Vida eterna

La religión antigua aceptaba de modo casi universal la creencia en algún tipo de vida tras la muerte. Los enterramientos permanecieron sin cambios fundamentales a través de toda la antigüedad clásica, pero el modo en el que el difunto continuaba su existencia se debatió incesantemente. En el mundo de Homero la cremación y/o enterramiento del cuerpo permitía que el alma ingresase en el Hades, la residencia subterránea de los muertos a la que todos los mortales debían acudir. A los héroes (Ver, Héroe, Culto al) se les dispensaba de este destino ingrato viéndose transportados al Elíseo, las Islas de los Bienaventurados, para llevar una vida de placeres inagotables. De acuerdo con Hesíodo, antaño, algunas categorías de mortales se habían visto favorecidas con alguna forma de existencia agradable.
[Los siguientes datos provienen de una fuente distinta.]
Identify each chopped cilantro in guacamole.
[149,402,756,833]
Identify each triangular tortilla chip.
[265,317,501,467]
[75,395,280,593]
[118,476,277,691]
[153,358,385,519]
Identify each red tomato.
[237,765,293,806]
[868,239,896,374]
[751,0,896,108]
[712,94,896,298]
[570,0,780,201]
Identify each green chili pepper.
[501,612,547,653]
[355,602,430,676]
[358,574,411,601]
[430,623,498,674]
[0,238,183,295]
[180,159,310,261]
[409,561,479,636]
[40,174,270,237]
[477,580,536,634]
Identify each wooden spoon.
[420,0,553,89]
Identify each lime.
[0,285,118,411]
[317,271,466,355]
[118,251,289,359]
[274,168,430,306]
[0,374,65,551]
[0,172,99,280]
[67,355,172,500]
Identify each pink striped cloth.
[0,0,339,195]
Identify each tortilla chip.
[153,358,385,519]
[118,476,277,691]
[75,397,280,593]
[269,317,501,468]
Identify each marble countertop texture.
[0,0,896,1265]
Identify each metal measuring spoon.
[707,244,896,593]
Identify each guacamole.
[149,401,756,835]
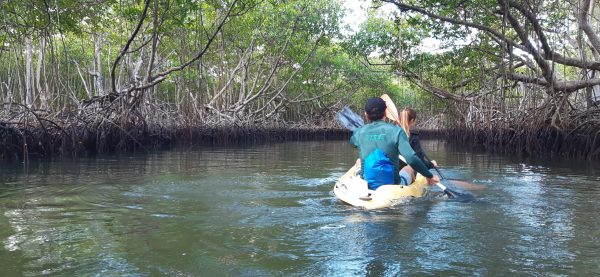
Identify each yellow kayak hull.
[333,165,429,210]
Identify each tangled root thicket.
[0,104,348,160]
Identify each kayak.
[333,162,429,210]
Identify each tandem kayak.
[333,165,429,210]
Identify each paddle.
[380,93,400,125]
[338,107,469,198]
[381,93,468,198]
[423,153,483,190]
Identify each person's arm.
[398,131,433,178]
[410,132,435,169]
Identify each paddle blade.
[381,94,400,123]
[435,183,474,201]
[337,107,365,131]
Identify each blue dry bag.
[363,149,394,190]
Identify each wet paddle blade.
[337,107,365,131]
[435,183,474,201]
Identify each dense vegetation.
[354,0,600,158]
[0,0,600,158]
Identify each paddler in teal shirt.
[350,98,440,190]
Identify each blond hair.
[398,108,417,137]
Además, uno de los Himnos Homéricos (siglo VII a.C.) establece que los iniciados en los secretos de los misterior eleusinos podían contemplar el futuro con confianza en la felicidad tras la muerte, mientras que quienes "hacen el mal y no honran a Perséfone" se ven condenados al castigo eterno. Los filósofos, especialmente Diógenes de Sínope "el Cínico" y Platón pusieron en duda el derecho automático de los iniciados a la inmortalidad. Esto llevó a un mayor énfasis en el buen comportamiento como un criterio de selección adicional, pero no alternativo. Platón estaba profundamente influido por teorías sobre la reencarnación y el origen divino del alma que se habían divulgado a lo largo del siglo VI a.C. con la introducción del orfismo y que él expone en el Fedón. Mientras que las ideas platónicas sobre la inmortalidad se adaptaron con facilidad a las especulaciones que siguieron sobre la naturaleza del alma, la creencia de Aristóteles en la vida eterna deriva de una experiencia puramente intelectual que tuvo escaso impacto en el pensamiento popular posterior. Ver, Lucrecio, Pitágoras, Culto a los muertos.